D & I used to plan to move to Eugene.

Like most of our plans, I mean this loosely– we used to dream, or I used to dream. We (I) based this dream off of hearing it would be the kind of place we would fit in–

& now I have evidence. P & I walked down the train tracks there on Sunday before the wedding we drove to Oregon to attend. We drank coffee & ate donuts & talked about how we felt about this city vs. Portland vs. Boise–

We talked for hours this weekend, stuck in a car together. I have never enjoyed a road trip as much–

Somewhere around Hood River, past lovers came up. Perhaps what we’ve learned, but more that both of us would have married past loves & that at the time, we would have meant it.

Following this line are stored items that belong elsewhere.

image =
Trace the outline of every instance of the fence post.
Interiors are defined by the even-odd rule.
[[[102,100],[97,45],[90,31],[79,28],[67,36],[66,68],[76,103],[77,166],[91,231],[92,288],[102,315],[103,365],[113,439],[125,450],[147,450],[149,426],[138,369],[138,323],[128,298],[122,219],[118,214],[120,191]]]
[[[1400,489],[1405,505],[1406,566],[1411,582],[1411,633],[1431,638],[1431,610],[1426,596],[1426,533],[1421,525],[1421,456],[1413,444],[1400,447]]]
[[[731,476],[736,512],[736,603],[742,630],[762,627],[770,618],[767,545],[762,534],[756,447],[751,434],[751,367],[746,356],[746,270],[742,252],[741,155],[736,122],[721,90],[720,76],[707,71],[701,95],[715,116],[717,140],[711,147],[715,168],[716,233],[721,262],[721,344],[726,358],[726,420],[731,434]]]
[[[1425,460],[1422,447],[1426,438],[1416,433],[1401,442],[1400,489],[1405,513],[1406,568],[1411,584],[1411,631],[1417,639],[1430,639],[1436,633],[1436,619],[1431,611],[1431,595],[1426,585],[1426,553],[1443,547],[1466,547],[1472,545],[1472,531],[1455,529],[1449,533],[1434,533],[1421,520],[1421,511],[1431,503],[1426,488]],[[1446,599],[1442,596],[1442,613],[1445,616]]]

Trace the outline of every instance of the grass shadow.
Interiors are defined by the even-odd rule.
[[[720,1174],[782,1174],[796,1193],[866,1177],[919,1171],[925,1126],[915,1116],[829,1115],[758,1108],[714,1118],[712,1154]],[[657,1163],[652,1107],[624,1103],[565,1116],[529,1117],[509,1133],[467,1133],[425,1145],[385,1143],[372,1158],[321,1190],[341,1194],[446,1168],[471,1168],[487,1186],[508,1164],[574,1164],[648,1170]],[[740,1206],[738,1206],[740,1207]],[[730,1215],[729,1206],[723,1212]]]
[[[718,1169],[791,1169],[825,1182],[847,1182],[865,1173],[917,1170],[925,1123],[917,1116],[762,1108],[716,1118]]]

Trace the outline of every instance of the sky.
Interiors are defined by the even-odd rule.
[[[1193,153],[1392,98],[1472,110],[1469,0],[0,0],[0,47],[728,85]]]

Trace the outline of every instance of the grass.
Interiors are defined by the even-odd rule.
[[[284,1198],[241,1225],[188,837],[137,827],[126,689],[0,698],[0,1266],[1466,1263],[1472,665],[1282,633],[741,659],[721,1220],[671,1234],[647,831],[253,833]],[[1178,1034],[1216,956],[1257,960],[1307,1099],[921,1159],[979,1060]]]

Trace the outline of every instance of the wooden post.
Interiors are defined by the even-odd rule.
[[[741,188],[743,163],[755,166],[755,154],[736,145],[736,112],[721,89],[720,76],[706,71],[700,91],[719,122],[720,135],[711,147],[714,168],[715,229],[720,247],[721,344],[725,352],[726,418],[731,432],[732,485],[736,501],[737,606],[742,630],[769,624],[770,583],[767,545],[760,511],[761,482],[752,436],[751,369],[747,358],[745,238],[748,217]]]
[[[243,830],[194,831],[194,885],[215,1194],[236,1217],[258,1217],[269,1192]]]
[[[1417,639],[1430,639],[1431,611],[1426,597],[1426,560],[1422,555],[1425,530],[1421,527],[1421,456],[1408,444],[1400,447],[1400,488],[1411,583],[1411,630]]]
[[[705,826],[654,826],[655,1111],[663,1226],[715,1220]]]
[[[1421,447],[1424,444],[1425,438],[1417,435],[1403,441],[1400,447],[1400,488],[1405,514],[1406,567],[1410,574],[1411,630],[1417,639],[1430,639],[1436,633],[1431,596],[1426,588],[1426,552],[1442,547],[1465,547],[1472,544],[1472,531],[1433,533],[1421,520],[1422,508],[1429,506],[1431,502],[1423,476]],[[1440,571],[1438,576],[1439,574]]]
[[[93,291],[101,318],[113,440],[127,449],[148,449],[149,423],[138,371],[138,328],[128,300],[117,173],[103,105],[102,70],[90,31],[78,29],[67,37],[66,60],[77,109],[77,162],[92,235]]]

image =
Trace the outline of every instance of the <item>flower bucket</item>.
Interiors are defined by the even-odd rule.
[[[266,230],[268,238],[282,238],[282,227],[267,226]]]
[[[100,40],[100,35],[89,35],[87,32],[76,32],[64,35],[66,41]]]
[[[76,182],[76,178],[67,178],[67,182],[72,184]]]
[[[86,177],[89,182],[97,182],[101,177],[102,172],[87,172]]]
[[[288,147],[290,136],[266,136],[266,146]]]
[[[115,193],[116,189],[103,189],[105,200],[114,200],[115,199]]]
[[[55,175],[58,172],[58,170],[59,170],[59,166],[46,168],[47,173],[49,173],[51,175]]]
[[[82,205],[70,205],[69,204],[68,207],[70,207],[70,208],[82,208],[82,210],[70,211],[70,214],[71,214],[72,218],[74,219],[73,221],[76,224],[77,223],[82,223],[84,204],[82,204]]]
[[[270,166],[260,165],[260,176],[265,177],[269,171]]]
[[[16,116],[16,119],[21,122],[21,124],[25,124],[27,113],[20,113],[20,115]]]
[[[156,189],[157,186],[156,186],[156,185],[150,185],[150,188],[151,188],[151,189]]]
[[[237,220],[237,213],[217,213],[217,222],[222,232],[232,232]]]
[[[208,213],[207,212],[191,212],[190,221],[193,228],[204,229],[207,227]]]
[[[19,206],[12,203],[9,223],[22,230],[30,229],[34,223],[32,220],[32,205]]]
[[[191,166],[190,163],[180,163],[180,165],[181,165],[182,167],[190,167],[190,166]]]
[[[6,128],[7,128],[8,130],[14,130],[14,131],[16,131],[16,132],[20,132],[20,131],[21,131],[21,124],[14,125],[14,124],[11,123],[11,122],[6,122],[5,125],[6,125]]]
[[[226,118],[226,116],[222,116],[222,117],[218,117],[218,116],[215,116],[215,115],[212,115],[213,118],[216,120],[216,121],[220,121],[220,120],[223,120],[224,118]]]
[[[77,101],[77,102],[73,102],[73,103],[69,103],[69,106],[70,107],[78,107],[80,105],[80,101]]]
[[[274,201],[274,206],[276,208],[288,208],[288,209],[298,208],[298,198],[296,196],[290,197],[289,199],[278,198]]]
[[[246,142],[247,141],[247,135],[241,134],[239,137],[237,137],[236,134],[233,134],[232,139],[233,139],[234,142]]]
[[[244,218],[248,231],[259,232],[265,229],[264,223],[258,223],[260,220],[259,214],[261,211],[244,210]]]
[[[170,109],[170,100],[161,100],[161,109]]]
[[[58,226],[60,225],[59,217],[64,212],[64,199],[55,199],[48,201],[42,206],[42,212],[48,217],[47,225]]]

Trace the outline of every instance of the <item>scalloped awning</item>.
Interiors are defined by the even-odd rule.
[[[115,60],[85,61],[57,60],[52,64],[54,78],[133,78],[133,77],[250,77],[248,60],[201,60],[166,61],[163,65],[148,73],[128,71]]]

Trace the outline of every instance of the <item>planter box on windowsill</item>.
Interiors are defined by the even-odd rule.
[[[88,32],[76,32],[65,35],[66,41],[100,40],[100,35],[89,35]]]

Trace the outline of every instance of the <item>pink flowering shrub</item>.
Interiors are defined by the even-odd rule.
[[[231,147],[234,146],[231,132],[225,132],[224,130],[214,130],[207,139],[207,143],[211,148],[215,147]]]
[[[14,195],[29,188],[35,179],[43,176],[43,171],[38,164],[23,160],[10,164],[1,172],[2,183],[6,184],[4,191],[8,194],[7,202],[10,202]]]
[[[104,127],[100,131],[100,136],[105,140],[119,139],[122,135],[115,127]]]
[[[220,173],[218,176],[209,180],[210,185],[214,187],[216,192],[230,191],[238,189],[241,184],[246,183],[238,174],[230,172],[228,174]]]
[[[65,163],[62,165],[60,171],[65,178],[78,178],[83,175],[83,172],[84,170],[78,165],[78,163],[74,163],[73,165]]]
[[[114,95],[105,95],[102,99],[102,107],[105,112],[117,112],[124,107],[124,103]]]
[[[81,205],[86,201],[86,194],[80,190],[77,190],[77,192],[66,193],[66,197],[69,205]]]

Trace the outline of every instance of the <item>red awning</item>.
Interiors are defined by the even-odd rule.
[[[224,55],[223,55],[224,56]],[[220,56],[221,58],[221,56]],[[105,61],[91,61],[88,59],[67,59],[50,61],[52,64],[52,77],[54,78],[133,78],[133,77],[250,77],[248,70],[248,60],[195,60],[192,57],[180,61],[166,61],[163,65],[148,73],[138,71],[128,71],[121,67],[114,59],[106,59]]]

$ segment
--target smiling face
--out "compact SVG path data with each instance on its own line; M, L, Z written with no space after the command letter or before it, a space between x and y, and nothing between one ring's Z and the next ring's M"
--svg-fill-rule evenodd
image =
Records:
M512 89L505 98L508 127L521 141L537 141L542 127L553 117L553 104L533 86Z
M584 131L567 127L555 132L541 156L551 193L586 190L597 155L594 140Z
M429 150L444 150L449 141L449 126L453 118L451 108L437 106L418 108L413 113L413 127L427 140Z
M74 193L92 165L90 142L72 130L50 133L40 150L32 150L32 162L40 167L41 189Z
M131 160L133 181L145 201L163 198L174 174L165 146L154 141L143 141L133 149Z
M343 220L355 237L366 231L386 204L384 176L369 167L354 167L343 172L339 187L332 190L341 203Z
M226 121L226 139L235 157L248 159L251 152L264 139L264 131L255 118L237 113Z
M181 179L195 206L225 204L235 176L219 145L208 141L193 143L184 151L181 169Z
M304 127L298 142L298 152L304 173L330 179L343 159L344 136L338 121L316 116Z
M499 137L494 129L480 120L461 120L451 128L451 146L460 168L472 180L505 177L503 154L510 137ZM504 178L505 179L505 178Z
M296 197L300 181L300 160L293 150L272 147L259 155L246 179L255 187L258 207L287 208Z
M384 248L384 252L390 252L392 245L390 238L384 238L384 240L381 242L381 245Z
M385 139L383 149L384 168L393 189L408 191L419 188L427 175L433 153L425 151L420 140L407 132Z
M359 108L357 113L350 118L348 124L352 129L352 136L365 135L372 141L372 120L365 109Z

Of course we’re glad it didn’t turn out that way, but in this narrative, walking across Eugene with P felt like a potent symbol–

I don’t think I’d want to live in Eugene anymore. I think I live in a state of action, where I conceive of myself so differently than I did last year–

I’m not sure if my current-self is right, but that matter less. This past-self that I miss was idealistic, & political, & believed that certain things were right & could execute this righteousness even if it were merely a smokescreen over still wanting to feel secure, & loved, worth commitment–

*

Will my life still be shaped by my past ideals, even if I give them up?